AOL and Yahoo merged in 2017 under their parent company at the time, Verizon. All mentions of AOL Mail in this article also refer to Yahoo Mail.
If you have an AOL email address, chances are you had to sign out and sign back in to your email client of choice last week. This was due to updates that AOL made to their authentication servers, which caused all existing authentication tokens to be invalidated. In other words, if you check your email anywhere other than AOL.com (like the Mail app on your phone or computer), you probably got signed out unexpectedly.
Ok, big deal, right? Sign back in. Well…
If you’re like one of my many clients that contacted me last week, it wasn’t that simple, even for those who knew their passwords. For those who didn’t have two-factor authentication enabled, they had to receive codes to a recovery number or email. If they didn’t have those set up, the only option was to return to another device that was already signed in. But wait, didn’t every device get signed out? Uh oh.
Unfortunately, my most important client (my mom) completely lost access to an AOL email address she’s had since 2006. The only recovery option was to remember the answer to a security question she had set up 18 years ago. As a last resort, AOL offers the option to contact a paid support phone number. This already sounds shady, especially since it was AOL’s fault that authentications got reset. Worse yet, when my mom called and paid for support, she wasn’t offered any new recovery methods she hadn’t already tried and remained locked out. Others were successful, but paying to get back in after being forced to log out left a bad taste in their mouths.
Most of these issues resulted from misconfigured security settings, which I find extremely common. In contrast, my AOL account properly secured with a passkey, two-factor authentication, and multiple recovery methods. Yet, when I tried going through the recovery process just to see what it was like, the only option I was allowed to use was my “recovery phrase,” a string of five words which you only get to see once and changes every time you use it. If I wanted to recover my account with my recovery phone or email, I had to call and pay for support, as well as potentially give up sensitive information like a picture of my driver’s license.

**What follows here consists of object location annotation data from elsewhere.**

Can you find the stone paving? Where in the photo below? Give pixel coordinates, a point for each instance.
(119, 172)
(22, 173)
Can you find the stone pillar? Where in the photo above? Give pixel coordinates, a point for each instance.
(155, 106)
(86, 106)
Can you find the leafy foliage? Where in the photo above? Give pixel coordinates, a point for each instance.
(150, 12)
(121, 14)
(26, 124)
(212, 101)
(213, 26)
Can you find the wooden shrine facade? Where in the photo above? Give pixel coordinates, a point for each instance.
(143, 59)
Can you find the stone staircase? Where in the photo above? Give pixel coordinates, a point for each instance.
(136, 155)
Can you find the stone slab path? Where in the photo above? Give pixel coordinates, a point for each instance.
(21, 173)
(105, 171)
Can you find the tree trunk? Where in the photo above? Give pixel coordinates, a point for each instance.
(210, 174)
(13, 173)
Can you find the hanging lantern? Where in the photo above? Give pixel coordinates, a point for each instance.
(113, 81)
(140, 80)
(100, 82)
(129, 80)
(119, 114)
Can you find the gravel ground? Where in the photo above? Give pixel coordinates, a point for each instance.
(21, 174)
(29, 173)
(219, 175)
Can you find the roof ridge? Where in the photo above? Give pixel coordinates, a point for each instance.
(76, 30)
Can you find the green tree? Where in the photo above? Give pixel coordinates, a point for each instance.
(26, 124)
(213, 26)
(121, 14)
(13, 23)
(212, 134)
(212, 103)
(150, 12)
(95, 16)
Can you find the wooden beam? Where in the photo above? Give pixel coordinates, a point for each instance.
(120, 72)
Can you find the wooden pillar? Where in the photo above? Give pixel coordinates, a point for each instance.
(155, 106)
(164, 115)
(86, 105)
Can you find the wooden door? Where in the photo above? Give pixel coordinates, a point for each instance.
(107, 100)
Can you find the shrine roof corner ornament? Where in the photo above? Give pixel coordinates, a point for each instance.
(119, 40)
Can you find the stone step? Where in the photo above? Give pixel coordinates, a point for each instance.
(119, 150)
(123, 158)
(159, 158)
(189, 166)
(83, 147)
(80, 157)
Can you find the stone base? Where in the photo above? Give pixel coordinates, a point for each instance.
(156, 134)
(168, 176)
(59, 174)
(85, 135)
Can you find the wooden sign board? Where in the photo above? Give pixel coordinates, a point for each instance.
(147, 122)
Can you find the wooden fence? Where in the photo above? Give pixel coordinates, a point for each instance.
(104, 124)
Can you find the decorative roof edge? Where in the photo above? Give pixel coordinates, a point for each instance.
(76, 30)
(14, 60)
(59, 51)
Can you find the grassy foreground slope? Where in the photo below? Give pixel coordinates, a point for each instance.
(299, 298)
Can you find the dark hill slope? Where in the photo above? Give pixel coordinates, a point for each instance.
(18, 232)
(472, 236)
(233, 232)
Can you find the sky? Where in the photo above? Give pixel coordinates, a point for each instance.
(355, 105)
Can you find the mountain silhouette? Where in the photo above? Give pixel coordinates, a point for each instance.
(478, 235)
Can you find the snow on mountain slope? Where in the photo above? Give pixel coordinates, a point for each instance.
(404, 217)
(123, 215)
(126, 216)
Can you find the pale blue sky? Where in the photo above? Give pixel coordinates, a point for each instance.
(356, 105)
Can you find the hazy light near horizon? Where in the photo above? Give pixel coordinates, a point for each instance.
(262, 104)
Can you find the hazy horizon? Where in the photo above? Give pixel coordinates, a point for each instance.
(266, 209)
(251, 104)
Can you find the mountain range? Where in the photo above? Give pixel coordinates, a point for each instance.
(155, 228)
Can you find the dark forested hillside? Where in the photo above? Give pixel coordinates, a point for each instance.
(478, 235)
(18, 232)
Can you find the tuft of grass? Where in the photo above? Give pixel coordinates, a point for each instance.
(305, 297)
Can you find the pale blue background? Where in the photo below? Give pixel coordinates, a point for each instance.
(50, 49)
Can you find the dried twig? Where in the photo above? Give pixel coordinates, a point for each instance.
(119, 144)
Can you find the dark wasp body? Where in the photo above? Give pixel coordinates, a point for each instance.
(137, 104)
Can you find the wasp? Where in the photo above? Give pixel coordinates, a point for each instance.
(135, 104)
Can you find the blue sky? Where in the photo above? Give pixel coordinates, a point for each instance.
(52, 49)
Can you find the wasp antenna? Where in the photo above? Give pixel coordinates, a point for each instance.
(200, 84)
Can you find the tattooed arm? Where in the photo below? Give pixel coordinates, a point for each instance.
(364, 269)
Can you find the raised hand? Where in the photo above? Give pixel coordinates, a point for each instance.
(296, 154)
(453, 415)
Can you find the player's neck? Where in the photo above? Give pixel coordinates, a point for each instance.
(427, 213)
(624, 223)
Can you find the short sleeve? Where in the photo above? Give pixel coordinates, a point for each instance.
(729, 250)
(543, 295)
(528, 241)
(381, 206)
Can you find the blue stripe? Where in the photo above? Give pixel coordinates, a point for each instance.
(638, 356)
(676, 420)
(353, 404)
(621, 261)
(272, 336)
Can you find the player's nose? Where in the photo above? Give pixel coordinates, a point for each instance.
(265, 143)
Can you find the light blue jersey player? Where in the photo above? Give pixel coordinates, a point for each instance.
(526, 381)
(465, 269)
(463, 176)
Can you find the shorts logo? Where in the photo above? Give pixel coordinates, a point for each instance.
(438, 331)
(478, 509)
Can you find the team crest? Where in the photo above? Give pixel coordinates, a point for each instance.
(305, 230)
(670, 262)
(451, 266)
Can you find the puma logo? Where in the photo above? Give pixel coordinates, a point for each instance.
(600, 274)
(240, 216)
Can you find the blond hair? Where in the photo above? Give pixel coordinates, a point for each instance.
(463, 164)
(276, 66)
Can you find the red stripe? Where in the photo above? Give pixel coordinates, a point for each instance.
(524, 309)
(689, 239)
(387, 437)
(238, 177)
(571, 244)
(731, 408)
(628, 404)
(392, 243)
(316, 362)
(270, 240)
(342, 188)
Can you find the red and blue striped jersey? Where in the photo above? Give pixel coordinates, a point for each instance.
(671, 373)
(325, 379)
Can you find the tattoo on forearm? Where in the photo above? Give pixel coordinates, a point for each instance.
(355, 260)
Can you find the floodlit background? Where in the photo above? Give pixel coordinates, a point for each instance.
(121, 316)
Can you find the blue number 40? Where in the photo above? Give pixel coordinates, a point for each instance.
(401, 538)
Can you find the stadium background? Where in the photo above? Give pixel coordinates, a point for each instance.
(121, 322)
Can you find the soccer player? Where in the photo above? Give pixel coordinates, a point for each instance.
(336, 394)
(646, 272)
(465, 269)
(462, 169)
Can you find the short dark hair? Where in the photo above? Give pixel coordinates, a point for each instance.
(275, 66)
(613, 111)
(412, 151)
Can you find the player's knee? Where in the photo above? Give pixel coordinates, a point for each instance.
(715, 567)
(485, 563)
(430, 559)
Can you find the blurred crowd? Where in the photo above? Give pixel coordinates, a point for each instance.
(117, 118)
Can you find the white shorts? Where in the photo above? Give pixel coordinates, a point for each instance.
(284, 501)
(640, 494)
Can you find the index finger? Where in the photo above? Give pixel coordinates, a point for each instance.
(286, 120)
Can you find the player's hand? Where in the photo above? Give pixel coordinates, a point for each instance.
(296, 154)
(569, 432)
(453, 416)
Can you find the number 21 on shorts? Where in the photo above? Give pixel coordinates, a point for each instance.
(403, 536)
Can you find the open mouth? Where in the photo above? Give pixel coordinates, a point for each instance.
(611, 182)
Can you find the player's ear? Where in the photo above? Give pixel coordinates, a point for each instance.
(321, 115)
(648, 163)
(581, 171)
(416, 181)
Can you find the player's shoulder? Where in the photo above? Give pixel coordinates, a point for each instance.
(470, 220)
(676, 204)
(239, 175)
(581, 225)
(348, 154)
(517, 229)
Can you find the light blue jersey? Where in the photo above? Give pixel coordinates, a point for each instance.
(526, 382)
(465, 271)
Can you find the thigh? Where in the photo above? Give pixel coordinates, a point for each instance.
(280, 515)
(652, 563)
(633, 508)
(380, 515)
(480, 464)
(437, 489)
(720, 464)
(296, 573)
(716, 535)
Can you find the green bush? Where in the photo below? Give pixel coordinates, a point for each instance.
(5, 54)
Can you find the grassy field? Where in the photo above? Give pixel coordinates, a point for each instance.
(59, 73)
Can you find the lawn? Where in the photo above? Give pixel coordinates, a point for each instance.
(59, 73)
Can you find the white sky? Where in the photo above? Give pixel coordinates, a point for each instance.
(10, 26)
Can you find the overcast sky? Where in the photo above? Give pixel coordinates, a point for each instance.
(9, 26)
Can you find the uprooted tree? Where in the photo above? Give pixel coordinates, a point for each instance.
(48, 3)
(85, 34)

This practice is predatory and discriminatory. Since AOL is one of the oldest email providers, many of their users are older and less tech-savvy. By restricting account access under the guise of improved security, they stand to profit off of recovery services for those who simply didn’t know how to, or even that they needed to, update their security settings. I’m no tech conspiracy theorist, so I don’t think the sign in issues last week were intentional. But you can safely bet that AOL made some money off support calls this past weekend. Also, think of the users who pay for AOL’s subscription services and now can’t sign in to cancel if they wanted to.
What’s the alternative?
If you’re a loyal Apple customer, there hasn’t been a better time to switch to iCloud Mail. Last week, Apple began allowing users to change their iCloud email address. So if you’re like me and had an embarrassing iCloud email that made you hesitant to use it, you can finally change it. It also has one of the best privacy policies of any free email provider, and doesn’t litter your inbox with ads. Alternatively, Gmail is one of the most popular and reliable free email providers and comes with all the other benefits of a Google account, such as Google Drive and Sign in with Google. Unfortunately, AOL puts email forwarding behind a paywall, so you can’t simply forward all your emails to your new account.
Before you delete or decommission any email account, you need to consider which people and companies depend on that address to contact you. I generally recommend monitoring your inbox for a year before deleting your account so you can get an idea of who needs to know your new address before you lose access to your old one, including other accounts you’ve set up using that address. Think: For what other online accounts is my username my AOL address?
There’s also no harm in keeping your AOL account, so long as you secure it. The best way is by setting up a passkey, which is a password alternative that is stored on your device and is invisible to the user to prevent phishing attacks. Passkeys belong to the device you set them up on (or in a cloud service like iCloud Keychain or 1Password), so you should never create them on a device you don’t own. Just make sure you have a copy of it when it comes time to upgrade your device. If you haven’t set one up yet, you’ll be asked the next time you sign in to AOL.com in a browser. As long as your account is secure, no one can steal it and use it to impersonate you long after you’ve forgotten it exists.
If AOL’s fearmongering, tabloid-ridden homepage and abysmal privacy practices weren’t enough of a sign to switch to a better email provider, now imagine losing access to your account at random. If you lost access to your AOL account because of the incident last week, I wish you the best of luck in recovering it or sorting out your tech life without it.